François Hollande a tenu à dénoncer avec force l’antisémitisme qui n’a pas cessé, « constat cruel », depuis la tragédie de Toulouse où des « enfants sont morts » pour « la même raison que ceux du Vel d’Hiv et de Drancy : parce qu’ils étaient juifs ».

Des propos qui font résonance à la déclaration du père de Jonathan Sandler, Samuel, au Parisien : « Je pensais que l’époque où l’on tuait des enfants parce qu’ils étaient juifs était révolue… Je me suis toujours demandé à quoi pensait mon petit cousin du Havre quand on l’a emmené à Drancy. Il a été tué parce qu’il était de religion juive. Pour moi c’est la même philosophie nazie qui consiste à dire : un tel a le droit de vivre, ou pas. Les Allemands ne filmaient pas. Lui, l’assassin, a filmé pour se vanter. Il est pire que les nazis. (...) Il n’est pas un être humain. Et s’il a créé des émules dans les banlieues, je considère que ce sont des petits Eichmann potentiels ».

Avant le prochain attentat… 

En Israël, une soirée en hommage aux victimes avait été organisée à Jérusalem, le 7 mars, date hébraïque de la tuerie, à la synagogue Emouna, fief francophone de Baka.

L’occasion de diffuser le documentaire de Michaël Grynszpan, Toulouse, Entre rose et gris. Un film réalisé à l’automne dernier, et diffusé au moment des fêtes de Hanoucca par la télévision israélienne. Le bilan qu’il dresse, quelques mois après les faits, est alarmant. La communauté de Toulouse, forte de quelque 18 000 âmes, vit dans la peur permanente. Cette plus petite des grandes communautés juives de France croule sous les angoisses sécuritaires. « On ne peut plus laisser les enfants seuls dans la rue », déclare une mère de famille.

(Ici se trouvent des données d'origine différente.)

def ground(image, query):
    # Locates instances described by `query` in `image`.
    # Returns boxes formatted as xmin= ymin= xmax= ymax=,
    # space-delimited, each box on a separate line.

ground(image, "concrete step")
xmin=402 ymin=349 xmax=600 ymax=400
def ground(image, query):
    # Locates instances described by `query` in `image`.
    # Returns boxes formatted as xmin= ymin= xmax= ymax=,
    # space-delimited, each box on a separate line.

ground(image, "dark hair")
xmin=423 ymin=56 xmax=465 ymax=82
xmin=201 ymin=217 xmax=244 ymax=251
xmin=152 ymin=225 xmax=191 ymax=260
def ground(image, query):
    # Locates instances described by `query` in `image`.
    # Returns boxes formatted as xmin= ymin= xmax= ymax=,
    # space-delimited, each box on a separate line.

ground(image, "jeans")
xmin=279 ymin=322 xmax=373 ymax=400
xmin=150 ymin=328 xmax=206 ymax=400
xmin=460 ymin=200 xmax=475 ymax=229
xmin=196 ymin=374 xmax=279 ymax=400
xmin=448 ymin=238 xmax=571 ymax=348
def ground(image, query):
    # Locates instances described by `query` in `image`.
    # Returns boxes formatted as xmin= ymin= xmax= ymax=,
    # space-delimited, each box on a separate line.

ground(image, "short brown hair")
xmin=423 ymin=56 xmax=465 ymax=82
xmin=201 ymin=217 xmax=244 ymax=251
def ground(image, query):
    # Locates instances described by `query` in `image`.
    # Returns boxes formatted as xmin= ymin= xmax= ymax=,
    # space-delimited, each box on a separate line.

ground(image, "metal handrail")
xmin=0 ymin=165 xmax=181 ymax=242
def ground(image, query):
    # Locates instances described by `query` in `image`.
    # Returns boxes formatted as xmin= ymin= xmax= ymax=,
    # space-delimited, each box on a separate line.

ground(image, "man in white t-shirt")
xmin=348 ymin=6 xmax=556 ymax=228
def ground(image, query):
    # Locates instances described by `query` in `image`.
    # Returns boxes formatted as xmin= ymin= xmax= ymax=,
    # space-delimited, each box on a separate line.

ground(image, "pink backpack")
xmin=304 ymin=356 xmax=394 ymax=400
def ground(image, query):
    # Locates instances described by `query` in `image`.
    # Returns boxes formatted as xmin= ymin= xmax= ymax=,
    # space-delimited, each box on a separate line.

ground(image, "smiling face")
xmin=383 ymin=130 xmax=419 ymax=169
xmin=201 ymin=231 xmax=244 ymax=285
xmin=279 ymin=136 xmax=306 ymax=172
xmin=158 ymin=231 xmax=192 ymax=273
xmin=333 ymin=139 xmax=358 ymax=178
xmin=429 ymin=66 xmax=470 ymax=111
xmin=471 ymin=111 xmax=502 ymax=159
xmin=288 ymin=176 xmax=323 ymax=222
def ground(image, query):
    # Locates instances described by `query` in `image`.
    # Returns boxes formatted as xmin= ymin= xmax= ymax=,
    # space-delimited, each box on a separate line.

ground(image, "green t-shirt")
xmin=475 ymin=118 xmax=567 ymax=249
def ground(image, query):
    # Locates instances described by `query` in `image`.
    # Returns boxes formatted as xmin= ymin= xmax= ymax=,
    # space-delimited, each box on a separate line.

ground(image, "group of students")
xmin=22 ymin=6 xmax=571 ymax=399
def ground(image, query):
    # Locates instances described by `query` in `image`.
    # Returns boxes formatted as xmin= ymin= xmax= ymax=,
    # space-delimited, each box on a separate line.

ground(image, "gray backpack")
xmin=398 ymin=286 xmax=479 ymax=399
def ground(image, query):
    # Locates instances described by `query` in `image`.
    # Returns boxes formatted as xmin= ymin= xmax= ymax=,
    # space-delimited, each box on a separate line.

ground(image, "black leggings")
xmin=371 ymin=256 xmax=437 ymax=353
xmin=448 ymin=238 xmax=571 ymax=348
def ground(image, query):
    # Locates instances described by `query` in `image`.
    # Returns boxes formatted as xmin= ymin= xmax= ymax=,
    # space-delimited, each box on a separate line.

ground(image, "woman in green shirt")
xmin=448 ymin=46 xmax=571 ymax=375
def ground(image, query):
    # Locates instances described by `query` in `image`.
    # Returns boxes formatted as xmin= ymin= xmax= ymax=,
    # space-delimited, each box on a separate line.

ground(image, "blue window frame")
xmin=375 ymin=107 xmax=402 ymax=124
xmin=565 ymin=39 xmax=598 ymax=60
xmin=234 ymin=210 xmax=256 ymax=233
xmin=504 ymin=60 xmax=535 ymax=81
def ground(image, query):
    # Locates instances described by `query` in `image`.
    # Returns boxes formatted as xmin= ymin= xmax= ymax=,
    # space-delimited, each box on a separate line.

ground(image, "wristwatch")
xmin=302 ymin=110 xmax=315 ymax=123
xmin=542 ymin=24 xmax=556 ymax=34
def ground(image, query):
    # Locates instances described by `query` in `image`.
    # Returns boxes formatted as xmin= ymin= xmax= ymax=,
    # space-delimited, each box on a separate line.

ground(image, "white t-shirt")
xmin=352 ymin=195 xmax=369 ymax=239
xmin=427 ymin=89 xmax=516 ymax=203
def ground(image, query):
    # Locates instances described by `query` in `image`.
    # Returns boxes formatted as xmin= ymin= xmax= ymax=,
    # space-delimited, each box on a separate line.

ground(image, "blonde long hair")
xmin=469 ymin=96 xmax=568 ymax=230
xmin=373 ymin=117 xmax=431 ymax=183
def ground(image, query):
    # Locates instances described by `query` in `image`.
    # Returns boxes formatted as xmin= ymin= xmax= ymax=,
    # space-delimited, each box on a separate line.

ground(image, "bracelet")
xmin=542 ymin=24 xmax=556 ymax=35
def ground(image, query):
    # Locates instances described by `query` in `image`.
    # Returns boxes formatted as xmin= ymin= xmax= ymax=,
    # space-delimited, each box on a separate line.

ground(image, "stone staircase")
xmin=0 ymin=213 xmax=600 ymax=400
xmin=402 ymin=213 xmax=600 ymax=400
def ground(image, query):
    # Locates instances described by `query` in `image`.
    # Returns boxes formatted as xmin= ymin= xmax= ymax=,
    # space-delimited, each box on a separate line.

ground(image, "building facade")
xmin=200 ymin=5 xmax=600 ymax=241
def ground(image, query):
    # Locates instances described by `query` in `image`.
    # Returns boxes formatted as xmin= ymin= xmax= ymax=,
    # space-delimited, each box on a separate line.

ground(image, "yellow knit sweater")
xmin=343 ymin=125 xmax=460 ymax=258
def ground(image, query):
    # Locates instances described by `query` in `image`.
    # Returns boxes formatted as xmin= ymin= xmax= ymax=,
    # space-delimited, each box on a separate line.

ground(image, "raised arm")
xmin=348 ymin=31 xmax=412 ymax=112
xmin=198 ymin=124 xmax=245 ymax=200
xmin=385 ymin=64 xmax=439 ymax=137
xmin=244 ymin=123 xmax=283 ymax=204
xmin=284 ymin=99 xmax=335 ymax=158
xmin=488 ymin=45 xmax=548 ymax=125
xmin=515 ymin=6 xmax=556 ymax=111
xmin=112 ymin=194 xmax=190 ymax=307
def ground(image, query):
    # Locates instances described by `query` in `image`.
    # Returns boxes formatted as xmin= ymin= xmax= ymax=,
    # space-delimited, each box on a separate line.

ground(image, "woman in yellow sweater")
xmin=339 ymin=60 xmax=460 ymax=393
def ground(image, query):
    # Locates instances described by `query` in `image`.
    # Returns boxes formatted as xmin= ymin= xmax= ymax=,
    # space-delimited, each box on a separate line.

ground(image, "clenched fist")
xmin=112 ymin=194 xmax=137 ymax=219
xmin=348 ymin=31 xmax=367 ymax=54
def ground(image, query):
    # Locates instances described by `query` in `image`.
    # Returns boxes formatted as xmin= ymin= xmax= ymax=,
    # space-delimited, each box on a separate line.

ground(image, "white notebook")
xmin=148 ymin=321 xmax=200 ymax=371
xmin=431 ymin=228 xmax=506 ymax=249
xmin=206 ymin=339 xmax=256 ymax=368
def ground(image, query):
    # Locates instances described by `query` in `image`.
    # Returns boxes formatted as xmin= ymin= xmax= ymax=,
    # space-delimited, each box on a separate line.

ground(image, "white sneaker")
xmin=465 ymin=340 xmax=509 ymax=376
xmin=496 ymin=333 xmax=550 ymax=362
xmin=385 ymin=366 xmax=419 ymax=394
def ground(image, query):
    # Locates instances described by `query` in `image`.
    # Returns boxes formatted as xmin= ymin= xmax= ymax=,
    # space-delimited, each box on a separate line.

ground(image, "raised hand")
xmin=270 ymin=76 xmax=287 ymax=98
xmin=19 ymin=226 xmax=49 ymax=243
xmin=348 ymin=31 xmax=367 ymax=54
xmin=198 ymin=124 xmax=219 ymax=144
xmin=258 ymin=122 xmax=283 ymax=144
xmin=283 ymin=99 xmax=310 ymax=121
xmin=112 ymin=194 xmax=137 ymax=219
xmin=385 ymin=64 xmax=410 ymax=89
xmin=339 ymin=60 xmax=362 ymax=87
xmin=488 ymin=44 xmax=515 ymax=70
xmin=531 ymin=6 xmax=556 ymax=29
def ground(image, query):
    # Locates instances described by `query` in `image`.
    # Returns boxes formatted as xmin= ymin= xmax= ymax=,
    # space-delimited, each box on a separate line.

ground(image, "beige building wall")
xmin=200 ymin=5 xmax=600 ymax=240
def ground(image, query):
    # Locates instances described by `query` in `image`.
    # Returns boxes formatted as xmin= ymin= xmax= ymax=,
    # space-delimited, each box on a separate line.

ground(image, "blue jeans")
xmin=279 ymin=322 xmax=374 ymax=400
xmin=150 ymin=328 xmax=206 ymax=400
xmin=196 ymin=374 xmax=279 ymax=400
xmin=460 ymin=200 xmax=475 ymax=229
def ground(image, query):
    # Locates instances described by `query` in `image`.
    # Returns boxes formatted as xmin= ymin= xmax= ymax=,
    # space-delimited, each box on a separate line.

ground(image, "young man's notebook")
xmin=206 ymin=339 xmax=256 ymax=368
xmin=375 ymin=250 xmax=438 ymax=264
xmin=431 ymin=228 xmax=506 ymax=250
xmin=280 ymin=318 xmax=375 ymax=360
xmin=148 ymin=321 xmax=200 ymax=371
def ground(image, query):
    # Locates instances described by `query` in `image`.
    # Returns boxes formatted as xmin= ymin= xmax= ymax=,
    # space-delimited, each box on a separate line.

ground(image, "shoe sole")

Si, au Moyen Age, on giflait les Juifs, aujourd’hui, crachats, insultes, coups de klaxon sont légion.

Envers les Juifs en général et en particulier sur la personne du jeune rabbin de la ville, Avraham Weill, qui arbore avec fierté longue barbe et chapeau noir.

La spécificité de la communauté toulousaine : un public religieux minoritaire pour des membres essentiellement traditionalistes qui se retrouvent dans un centre communautaire « que même Paris n’a pas », pointe son président, Arieh Bensemoun.

Conséquence : une importante assimilation. « Il y a un déséquilibre énorme entre les mariages et les enterrements », note le rabbin Weill. « Le bilan est assez triste », confirme Michaël Grynszpan, « il se situe entre assimilation et départ ». Le réalisateur a ressenti au plus près la tension en vigueur dans la ville rose, entre les regards de haine observés dans la rue, ou son accompagnateur qui, à l’approche de quartiers plus sensibles, lui déclare sobrement « ici, j’enlève la kippa ».

Si, depuis la tuerie de mars 2012, Toulouse enregistre une hausse des demandes de conversion au judaïsme, sa communauté juive compte aussi de plus en plus de prétendants au départ. Comme la famille Cohen, filmée par Grynszpan, « par souci pour les enfants ».

La communauté de Toulouse, ses 400 élèves scolarisés dans des écoles juives et son seul restaurant cacher aurait donc perdu face à la montée antisémite ambiante ? « Certains disent que c’est juste une question de temps avant le prochain attentat », ponctue le réalisateur.